While sweeping political economic changes have taken place since the Special Period and over the course of this research, households in Santiago de Cuba still struggle to access basic ingredients, live with sporadic food shortages and economic hardship. My visit in July 2019 indicates that food access issues may be worsening. During this research trip I observed families both shift their food acquisition strategies by dedicating more time, energy, and additional people from the household to spend time waiting in long lines at different stores and markets as well as searching for food on the black market, and reduce their household food consumption by limiting the food intake of everyone in the family or just certain adults.
For example, during the summer of 2019 when I spoke with Maria Julia, whom I have known since 2008 and who has been a long-time participant in my research, she told me that she had basically given up on cooking real meals. Maria Julia, who works full-time and cares for her teenage son, simply felt that she no longer had the time to run around looking for ingredients to put together “real meals.” She explained, “If I have in my mind that I want to make arroz con pollo, I have to make sure I have enough rice, see where I can get some chicken—and God knows we haven’t seen chicken around here for months—and then the onion, and the peppers, the spices, the garlic, the tomato sauce.
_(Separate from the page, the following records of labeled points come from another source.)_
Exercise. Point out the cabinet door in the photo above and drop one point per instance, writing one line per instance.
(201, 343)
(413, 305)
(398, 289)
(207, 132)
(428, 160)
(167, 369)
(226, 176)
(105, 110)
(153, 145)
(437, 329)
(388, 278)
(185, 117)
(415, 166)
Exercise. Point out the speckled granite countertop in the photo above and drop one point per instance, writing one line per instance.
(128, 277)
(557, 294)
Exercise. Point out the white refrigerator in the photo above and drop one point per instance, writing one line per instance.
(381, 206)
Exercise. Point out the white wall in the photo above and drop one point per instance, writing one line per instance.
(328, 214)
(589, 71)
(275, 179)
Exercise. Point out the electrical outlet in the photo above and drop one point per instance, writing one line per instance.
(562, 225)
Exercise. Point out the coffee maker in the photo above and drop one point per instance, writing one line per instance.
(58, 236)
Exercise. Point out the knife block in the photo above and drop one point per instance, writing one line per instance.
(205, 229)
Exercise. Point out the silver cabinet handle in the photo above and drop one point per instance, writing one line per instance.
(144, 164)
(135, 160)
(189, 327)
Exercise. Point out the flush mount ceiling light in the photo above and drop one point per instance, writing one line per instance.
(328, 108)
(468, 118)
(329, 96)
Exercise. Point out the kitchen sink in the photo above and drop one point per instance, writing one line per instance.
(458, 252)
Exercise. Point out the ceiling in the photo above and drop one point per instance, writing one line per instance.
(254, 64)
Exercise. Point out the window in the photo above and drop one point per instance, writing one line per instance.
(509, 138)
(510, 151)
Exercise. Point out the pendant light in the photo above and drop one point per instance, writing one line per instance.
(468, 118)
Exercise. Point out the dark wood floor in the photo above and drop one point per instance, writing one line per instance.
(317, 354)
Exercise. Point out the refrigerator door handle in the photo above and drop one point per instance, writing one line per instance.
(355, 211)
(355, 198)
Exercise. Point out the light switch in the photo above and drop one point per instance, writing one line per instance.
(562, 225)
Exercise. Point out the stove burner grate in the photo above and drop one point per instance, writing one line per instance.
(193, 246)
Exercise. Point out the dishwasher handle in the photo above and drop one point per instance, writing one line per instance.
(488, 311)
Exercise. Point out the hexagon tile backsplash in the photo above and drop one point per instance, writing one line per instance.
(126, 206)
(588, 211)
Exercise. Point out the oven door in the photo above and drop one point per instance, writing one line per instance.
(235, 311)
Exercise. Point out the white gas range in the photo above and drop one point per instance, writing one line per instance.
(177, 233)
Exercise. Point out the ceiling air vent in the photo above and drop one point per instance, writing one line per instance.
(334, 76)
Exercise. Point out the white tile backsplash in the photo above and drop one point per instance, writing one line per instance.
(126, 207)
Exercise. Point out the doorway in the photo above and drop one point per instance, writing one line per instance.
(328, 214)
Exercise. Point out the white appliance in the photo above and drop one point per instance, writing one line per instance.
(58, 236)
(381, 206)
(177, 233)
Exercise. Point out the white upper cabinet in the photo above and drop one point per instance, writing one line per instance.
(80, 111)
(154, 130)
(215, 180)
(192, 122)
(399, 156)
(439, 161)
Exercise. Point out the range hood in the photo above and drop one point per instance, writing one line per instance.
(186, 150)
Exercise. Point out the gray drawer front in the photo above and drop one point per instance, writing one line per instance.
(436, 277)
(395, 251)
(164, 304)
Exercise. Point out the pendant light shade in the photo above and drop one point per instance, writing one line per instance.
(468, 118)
Well you can never find it all, and I just gave up on trying. So now I make white rice and inventos (inventions). If chicken appears, we eat it, if not I fry up an egg and that’s it.” To give some context, since I have known her Maria Julia has been the epitome of the perfect Cuban homemaker, always ensuring that her family had three well rounded meals a day. This change toward cooking “whatever appeared” and giving up on the “proper meal” was a radical shift for Maria Julia.
In Food in Cuba: The Pursuit of a Decent Meal, I draw on research over the past decade to detail the tactics and strategies that Cubans employ to overcome scarcities and attempt to maintain a decent quality of life. As conditions worsen due to geopolitical and economic shifts with Trump’s policies, Cubans continue to struggle to acquire the basic things necessary to be able to eat well. The struggle to eat well is about more than preventing hunger and malnutrition; it is also about maintaining the daily practices that symbolize living a good life.
In the Feb 25, 2020 debate Sanders implored us to be honest about U.S. foreign policy, what I have detailed here and elaborate on in the book show the ways that U.S. sanctions have severely hindered the wellbeing of the people of Cuba. Yet, in spite of these sanctions Cuba still maintains stellar social indicators.